I can’t get my function str_to_seq to create plain vectors. Output seems to be a list.
statement should be c(FALSE, FALSE, FALSE, FALSE, TRUE, TRUE) as we can see with this brute code:
all(year[1] - 50 >= unlist(str_to_seq(agegroup)[[1]]))
all(year[2] - 50 >= unlist(str_to_seq(agegroup)[[1]]))
all(year[3] - 50 >= unlist(str_to_seq(agegroup)[[1]]))
all(year[4] - 50 >= unlist(str_to_seq(agegroup)[[1]]))
all(year[5] - 50 >= unlist(str_to_seq(agegroup)[[1]]))
all(year[6] - 50 >= unlist(str_to_seq(agegroup)[[1]]))
How can I improve my code so that the line statement = all(yearminus50 >= str_to_seq(agegroup)) would work?
Many thanks.
>Solution :
The problem is not with your function, it’s with the expectation that all(..) is going to work with a list-column. We need to sapply (or similar) on the return from str_to_seq.
However, in case this is "all" that you need, we can extract just the max from agegroup and compare that:
testt |>
mutate(
yearminus50 = year - 50,
statement = yearminus50 >=
sapply(strsplit(agegroup, "[- ]+"), function(z) max(as.integer(z)))
)
# agegroup year yearminus50 statement
# 1 1950 - 1959 1970 1920 FALSE
# 2 1950 - 1959 1980 1930 FALSE
# 3 1950 - 1959 1990 1940 FALSE
# 4 1950 - 1959 2000 1950 FALSE
# 5 1950 - 1959 2010 1960 TRUE
# 6 1950 - 1959 2020 1970 TRUE
(Technically in this case, since all numbers are four-digits, one could skip the as.integer and go with string-comparison max which will return the same results here, ala yearminus50 >= sapply(strsplit(agegroup, "[- ]+"), max), but I prefer to keep my number-operations within the number realm for those rare occasions we’re looking at age groups from before 1000AD 😉
But if you need str_to_seq for other purposes, then
testt |>
mutate(
yearminus50 = year-50,
statement = yearminus50 >= sapply(str_to_seq(agegroup), max)
)
# agegroup year yearminus50 statement
# 1 1950 - 1959 1970 1920 FALSE
# 2 1950 - 1959 1980 1930 FALSE
# 3 1950 - 1959 1990 1940 FALSE
# 4 1950 - 1959 2000 1950 FALSE
# 5 1950 - 1959 2010 1960 TRUE
# 6 1950 - 1959 2020 1970 TRUE
FWIW, I suggest this is a slightly faster variant:
str_to_seq2 <- function(x) strsplit(x, "[- ]+") |> lapply(function(z) do.call(seq, as.list(z)))
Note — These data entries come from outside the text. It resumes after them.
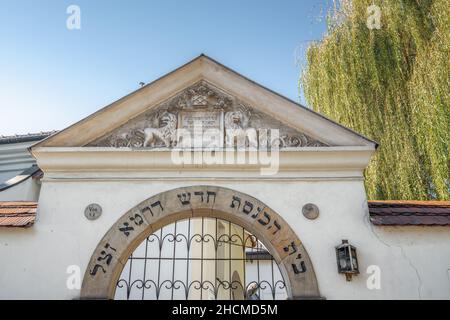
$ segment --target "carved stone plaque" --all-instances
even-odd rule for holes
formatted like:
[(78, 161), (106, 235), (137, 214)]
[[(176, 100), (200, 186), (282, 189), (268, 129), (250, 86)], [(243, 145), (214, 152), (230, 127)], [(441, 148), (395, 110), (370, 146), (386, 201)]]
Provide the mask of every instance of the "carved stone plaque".
[(223, 112), (217, 110), (181, 111), (178, 128), (191, 135), (192, 147), (222, 147)]
[[(201, 124), (202, 138), (201, 133), (194, 135), (196, 123)], [(184, 137), (181, 139), (184, 142), (180, 141), (177, 129), (184, 129), (185, 133), (190, 133), (188, 143)], [(218, 139), (218, 135), (212, 135), (210, 133), (212, 130), (209, 129), (216, 129), (216, 133), (220, 131), (225, 137)], [(222, 148), (229, 145), (235, 136), (242, 138), (244, 131), (274, 129), (279, 132), (279, 138), (274, 143), (280, 148), (328, 146), (246, 105), (204, 80), (131, 119), (113, 132), (89, 143), (88, 146)], [(259, 133), (252, 133), (251, 136), (244, 136), (247, 140), (246, 146), (258, 147), (258, 135)]]

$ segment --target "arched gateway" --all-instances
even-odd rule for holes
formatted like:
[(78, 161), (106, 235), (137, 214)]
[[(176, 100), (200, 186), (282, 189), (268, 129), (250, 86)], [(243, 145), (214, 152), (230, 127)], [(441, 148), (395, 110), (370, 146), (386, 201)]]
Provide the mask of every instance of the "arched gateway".
[(320, 297), (309, 256), (280, 215), (261, 201), (235, 190), (190, 186), (162, 192), (141, 202), (109, 229), (90, 259), (81, 298), (114, 298), (119, 276), (142, 241), (173, 222), (199, 217), (223, 219), (255, 235), (279, 265), (289, 298)]

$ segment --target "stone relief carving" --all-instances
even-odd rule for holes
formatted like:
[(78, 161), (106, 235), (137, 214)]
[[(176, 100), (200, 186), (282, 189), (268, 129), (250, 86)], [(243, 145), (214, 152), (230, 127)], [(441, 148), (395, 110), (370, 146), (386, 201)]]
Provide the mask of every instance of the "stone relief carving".
[[(220, 121), (221, 124), (217, 122)], [(326, 147), (304, 133), (250, 107), (206, 81), (183, 90), (153, 110), (137, 116), (87, 146), (171, 148), (177, 146), (177, 129), (192, 130), (200, 122), (204, 129), (221, 130), (222, 145), (231, 146), (245, 139), (245, 146), (257, 148), (260, 129), (278, 129), (279, 138), (271, 145)], [(187, 126), (187, 124), (190, 124)], [(242, 135), (246, 135), (243, 137)]]
[[(245, 107), (229, 111), (225, 114), (226, 146), (234, 146), (242, 141), (246, 147), (258, 148), (258, 134), (256, 129), (249, 126), (251, 111)], [(237, 141), (235, 141), (235, 139)]]

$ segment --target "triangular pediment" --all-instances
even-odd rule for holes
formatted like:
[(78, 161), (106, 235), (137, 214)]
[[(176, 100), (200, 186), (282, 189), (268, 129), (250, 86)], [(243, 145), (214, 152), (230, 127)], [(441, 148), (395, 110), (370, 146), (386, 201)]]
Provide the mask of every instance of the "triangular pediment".
[[(38, 147), (173, 147), (174, 130), (278, 129), (281, 147), (376, 143), (201, 55)], [(250, 141), (247, 143), (251, 143)]]
[[(194, 134), (198, 132), (203, 133), (201, 145), (209, 147), (226, 147), (227, 142), (236, 145), (239, 137), (242, 137), (241, 141), (246, 147), (257, 147), (259, 140), (263, 140), (263, 135), (269, 136), (265, 138), (267, 144), (272, 138), (271, 145), (277, 144), (281, 148), (328, 146), (245, 104), (205, 80), (186, 88), (160, 105), (149, 108), (86, 146), (176, 147), (181, 144), (181, 134), (177, 134), (180, 129), (184, 129), (191, 137), (191, 147), (194, 147)], [(208, 133), (216, 134), (216, 139), (211, 139)]]

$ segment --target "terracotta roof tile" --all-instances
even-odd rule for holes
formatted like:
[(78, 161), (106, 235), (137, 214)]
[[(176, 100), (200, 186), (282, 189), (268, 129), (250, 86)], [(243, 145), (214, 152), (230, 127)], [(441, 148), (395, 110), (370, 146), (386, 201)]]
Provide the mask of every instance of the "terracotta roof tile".
[(368, 201), (370, 221), (382, 226), (450, 226), (450, 201)]
[(31, 227), (36, 219), (36, 210), (36, 202), (0, 201), (0, 227)]

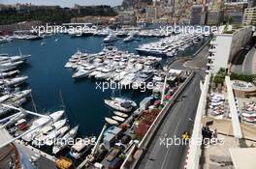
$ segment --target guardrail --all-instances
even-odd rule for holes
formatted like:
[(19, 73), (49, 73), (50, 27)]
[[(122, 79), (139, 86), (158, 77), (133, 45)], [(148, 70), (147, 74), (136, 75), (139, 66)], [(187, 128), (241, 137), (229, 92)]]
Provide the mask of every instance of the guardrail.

bench::mark(yours = str_to_seq(testt$agegroup), mine = str_to_seq2(testt$agegroup), check = FALSE)
# # A tibble: 2 × 13
# expression min median `itr/sec` mem_alloc `gc/sec` n_itr n_gc total_time result memory time gc
# <bch:expr> <bch:tm> <bch:tm> <dbl> <bch:byt> <dbl> <int> <dbl> <bch:tm> <list> <list> <list> <list>
# 1 yours 382.3µs 431.6µs 2271. NA 10.8 1048 5 461ms <NULL> <NULL> <bench_tm [1,053]> <tibble [1,053 × 3]>
# 2 mine 43.1µs 49.8µs 19360. NA 20.4 8561 9 442ms <NULL> <NULL> <bench_tm [8,570]> <tibble [8,570 × 3]>
(This relative performance holds even when testt has 60Ki rows.)